St. Thérèse: Saint of the Little Way

St_ThereseLaundry“She is the greatest saint of modern times.” -Pope Pius XI

Pope Pius XI gave St. Thérèse one of the greatest titles in canonizing a saint. He declared her the greatest saint of our time, which suggests there is more to her life than walking about happily and strewing flowers.

Yet I often encounter Catholics who are deluded by this idea, who instead of understanding her great simplicity, think that Thérèse is merely a simpleton. Then there is another class who believe St. Thérèse represents the happy-go lucky, care free attitude to spirituality of the Novus Ordo. This is entirely incorrect either.

St. Thérèse possessed a depth of character and understanding of humanity that was a result of a high degree of virtue, and a deep closeness with Jesus Christ. It was not endemic of being free of the need to expiate sin or cast flowers about.

When she took her vows, the prioress, Mother Marie-de Gonzague declared in a letter:

This angelic child is seventeen and a half, and she has the judgment of one of thirty, the religious perfection of an old perfected novice, and possession of herself; she is a perfect religious. Yesterday, not an eye remained dry at the sight of her great and entire immolation.
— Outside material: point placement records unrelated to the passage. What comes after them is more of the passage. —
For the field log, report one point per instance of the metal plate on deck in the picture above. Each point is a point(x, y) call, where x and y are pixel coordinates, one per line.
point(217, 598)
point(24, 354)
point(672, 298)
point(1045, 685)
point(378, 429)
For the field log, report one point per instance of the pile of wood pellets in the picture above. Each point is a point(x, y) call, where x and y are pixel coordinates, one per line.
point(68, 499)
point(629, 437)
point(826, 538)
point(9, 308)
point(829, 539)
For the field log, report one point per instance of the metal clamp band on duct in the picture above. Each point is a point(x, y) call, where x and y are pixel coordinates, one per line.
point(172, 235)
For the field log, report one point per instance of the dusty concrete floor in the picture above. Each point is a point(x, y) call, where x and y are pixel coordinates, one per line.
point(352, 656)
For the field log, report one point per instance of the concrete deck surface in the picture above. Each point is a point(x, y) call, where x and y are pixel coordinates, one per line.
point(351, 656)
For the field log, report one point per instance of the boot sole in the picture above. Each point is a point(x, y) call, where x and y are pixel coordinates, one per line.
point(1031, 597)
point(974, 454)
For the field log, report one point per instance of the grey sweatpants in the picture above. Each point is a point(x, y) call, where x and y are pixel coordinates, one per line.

-Mother Marie de Gonzague,
letter to the prioress of the Tour Carmel, 9 September 1890
This is high praise from an old mother superior, especially given that she did not get along well with other members of Thérèse’s family. We should also consider the evaluation. She has the judgment of a woman twice her age, such things include prioritizing, placing Jesus first, figuring out how to discern when the best time to say some things are, and when the best time not to say it at all might be. How to order prayer, these are things that come through time in being tested as a religious, yet St. Thérèse had them at her first profession.This is because Thérèse had ample training for sanctity in the home. Her parents both sought religious life themselves. Her parents lived and created a liturgical home. They disliked musical experimentation which was prevalent in France, and were enthusiastic, by contrast, for the reforms and rediscovery of chant coming from Solesmes. Thérèse’s father read Dom Gueranger’s liturgical year nearly every day, and the family lived the liturgical life of the Church. Most importantly, Thérèse had resolved since the age of 8 to become a Carmelite, as her elder sister Pauline had done, and it did not remain simply a childhood desire to be with her sister, it transformed into a true desire to be united most perfectly with Jesus Christ, and as such prepared for that since she was little. She did not sit idly by waiting for sainthood to happen, she embraced sainthood now, for there is only now. No one knows the hour, and Thérèse wasn’t playing around.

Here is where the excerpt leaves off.